1. Make sure your home is in order. Clean it daily. If I'm going to worry about a hundred things, the least I can do is give myself a healthy clean environment to do it in. If I wanted to throw an adult tantrum, the floors would need to be clean enough for me to adequately roll around on them and cry.

2. Keep a journal of your bills. In a world of electronics, this task has become easier for many. I'm sure there's an app for it, but I like to see AND feel things. I'm old school, I keep a bullet journal with pages, I also keep an electronic calendar for when things have to be paid.

3. Pay everything on time! Or as close to it as humanly possible.

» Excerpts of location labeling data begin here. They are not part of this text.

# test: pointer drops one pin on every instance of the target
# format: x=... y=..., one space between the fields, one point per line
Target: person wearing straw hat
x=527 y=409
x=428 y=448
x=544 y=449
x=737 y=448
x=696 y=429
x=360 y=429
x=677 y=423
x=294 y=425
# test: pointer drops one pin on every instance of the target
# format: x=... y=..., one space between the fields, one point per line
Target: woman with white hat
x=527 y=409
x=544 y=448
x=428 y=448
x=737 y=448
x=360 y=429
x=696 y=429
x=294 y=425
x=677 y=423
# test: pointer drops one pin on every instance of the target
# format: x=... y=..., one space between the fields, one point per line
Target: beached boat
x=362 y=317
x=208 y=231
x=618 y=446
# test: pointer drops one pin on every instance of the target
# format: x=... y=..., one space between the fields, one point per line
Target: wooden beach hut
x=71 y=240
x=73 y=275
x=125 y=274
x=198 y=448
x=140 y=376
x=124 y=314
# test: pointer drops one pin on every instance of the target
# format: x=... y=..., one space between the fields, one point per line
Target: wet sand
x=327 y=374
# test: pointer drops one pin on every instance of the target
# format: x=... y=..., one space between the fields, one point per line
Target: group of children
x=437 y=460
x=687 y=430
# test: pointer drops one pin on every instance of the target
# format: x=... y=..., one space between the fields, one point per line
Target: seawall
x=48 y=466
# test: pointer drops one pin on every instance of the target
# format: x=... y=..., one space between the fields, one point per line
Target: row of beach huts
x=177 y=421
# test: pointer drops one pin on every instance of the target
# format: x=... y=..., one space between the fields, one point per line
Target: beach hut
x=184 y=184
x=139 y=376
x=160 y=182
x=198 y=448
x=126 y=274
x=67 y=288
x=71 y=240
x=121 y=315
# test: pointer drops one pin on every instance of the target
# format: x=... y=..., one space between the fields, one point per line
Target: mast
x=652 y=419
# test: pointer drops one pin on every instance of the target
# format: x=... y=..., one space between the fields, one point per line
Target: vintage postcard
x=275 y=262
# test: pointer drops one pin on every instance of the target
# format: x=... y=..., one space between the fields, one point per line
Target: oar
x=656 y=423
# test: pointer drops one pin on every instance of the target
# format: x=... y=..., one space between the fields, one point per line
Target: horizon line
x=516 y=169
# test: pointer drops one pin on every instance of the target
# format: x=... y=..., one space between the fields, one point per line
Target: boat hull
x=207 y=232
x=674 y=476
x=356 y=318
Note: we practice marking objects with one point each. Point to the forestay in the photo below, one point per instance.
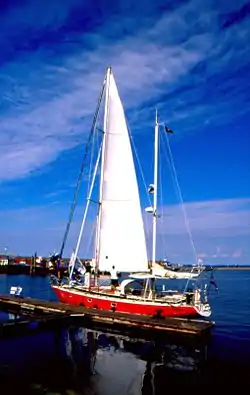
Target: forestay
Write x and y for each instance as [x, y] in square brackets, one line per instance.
[121, 233]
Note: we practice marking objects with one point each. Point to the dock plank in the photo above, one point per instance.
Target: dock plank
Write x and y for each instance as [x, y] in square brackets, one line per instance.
[93, 318]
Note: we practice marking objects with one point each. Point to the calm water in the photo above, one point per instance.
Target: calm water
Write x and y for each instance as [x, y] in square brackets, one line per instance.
[81, 361]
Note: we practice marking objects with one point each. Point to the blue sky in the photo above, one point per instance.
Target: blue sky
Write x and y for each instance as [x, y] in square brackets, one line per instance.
[191, 59]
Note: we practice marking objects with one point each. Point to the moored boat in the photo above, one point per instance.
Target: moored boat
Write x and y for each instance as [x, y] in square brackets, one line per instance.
[120, 237]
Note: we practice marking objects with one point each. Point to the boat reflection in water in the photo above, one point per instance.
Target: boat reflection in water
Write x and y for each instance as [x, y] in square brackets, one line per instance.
[87, 362]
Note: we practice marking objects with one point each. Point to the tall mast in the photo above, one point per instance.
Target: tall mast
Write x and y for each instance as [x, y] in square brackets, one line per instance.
[106, 109]
[155, 186]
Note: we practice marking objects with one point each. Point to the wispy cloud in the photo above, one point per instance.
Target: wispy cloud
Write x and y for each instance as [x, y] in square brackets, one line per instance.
[212, 223]
[50, 85]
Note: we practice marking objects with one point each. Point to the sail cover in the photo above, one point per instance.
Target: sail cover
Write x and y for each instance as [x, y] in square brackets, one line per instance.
[121, 232]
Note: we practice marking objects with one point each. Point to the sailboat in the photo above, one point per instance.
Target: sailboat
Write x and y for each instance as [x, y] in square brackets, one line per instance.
[120, 240]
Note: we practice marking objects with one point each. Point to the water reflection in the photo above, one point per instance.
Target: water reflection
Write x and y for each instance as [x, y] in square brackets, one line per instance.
[90, 362]
[87, 362]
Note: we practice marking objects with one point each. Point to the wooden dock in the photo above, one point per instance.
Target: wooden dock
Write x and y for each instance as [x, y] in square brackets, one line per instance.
[54, 315]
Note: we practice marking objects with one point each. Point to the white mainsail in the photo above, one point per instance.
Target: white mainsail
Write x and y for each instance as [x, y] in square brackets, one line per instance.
[121, 236]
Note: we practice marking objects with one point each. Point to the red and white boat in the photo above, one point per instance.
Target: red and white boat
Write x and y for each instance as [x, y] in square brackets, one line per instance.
[120, 237]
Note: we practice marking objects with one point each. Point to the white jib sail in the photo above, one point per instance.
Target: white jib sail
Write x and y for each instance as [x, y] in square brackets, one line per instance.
[121, 231]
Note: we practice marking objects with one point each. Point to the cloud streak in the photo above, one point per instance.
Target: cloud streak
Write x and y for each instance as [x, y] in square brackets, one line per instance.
[225, 222]
[49, 90]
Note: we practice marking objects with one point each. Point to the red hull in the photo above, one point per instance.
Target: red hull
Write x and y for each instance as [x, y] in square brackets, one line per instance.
[116, 303]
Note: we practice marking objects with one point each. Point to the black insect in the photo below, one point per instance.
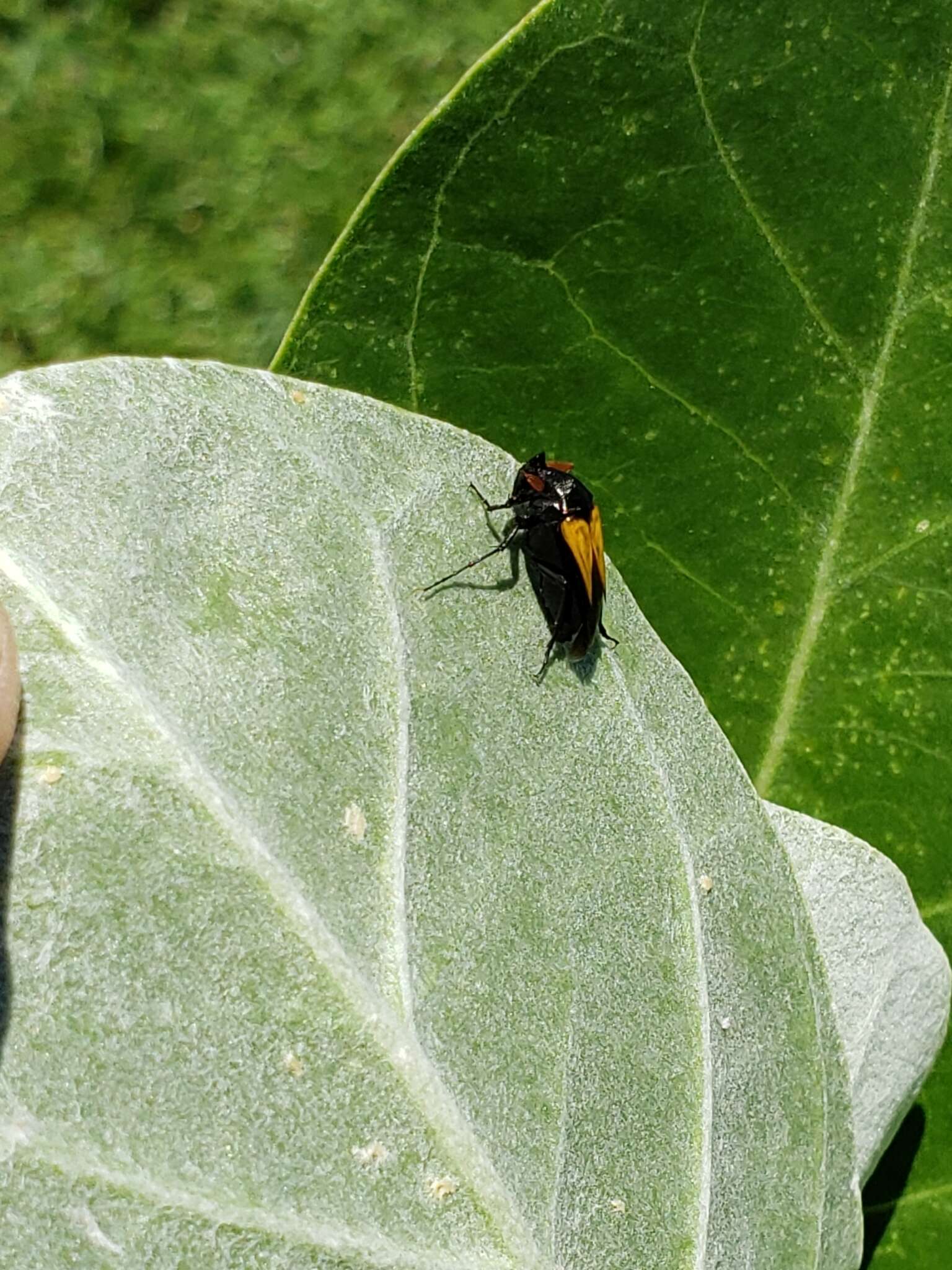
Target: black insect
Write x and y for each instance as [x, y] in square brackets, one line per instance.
[559, 528]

I break my payments up bi-monthly. I pay the heavy hitters on the first and all the mild things on the 15th.

Heavy hitters: Rent, car payment, lights... Mild things: credit card accounts, cable, my son's allowance.

4. Save money. I started out by saving all my change one year. Then I graduated to saving a dollar a day another year. Then I started saving according to the week in another year, $1 for the first week, $2 for the second, $3 for the third...$52 for the fifty-second week. This upcoming year I'm doing something more special that I'm not prepared to speak on. My son caught on to the saving bug as well. It's a great feeling. Also, if you borrow from yourself, pay that shit back! Keep a 401k and MAX it out if you can afford to. If not a 401k, try a Roth IRA or something equivalent.

5. Save on entertainment and look for inexpensive or free activities. There has been plenty of times that I've had to cancel vacation plans because it is just not affordable. IT'S OKAY! There is plenty of time in the future to plan something spectacular. This will be a little hard when you see friends going on family vacations to just about anywhere. Just remember that you can do it. Sometimes it pays to chill for a bit. Also, if you have any rewards points on travel...this is where it comes in handy. Otherwise, you are not missing out. The world can wait.

6. Stop over splurging on the little things. Don't be afraid to bring your own breakfast, lunch, or dinner to work. Even if it's coffee. If you enjoy getting a mani and pedi once a month, save your coins for that.

7. Keep in mind that as your kids get older, they are more expensive. They will need things that you are not even thinking about, so save money for them as well. While we are on the topic, think about saving for your children's future. Open a 529 savings account. This will help you save for their college. If you can afford to, aim for setting up a trust for each of them. This has been on my goal sheet for the past eight years and I KNOW I will do this for my boy soon.

8. Don't wait until the last minute for A N Y T H I N G. Nothing! Pay for it when you get it. Work on it when you receive it. Read it thoroughly and sign it whether it's a school trip permission slip, picture day form, or a contract. Read that book now. Don't wait. You may need information from it. Do yourself a favor and save yourself the headache of waiting.

9. When the big bombs come along, try to remain calm. Remember that this too shall pass. I know that's so cliche, but it's true. At some point it will be time to go to bed. Don't ruin things on the way there. If you receive a bill from the IRS (aka Big Papa Pump) in the mail when everything is going right, telling you that you owe $1000, panic and then chill. Call them in the morning and work out a schedule that is comfortable for you. Slow and steady wins the race. Don't think of the problem in a whole. Think of it in steps. Take one at a time until the problem is over and you've accomplished completion. This can be applied for other things as well. Insert problem and tackle in very small easy steps.

10. Reward yourself. While you are busy being a good human, people will not always be there to pat you on your back. Know within yourself that you are doing an excellent job. Whether you are only able to reward yourself with a trip to the movies or a trip across the seven seas, do it. You deserve it.

Keep juggling...soon you'll be able to set all of your objects down and marvel at what you were able to do. Be good to yourself, so you can be good to others. Also, teach what you know to your kids, to friends and family. Help make a more stable juggling environment for you.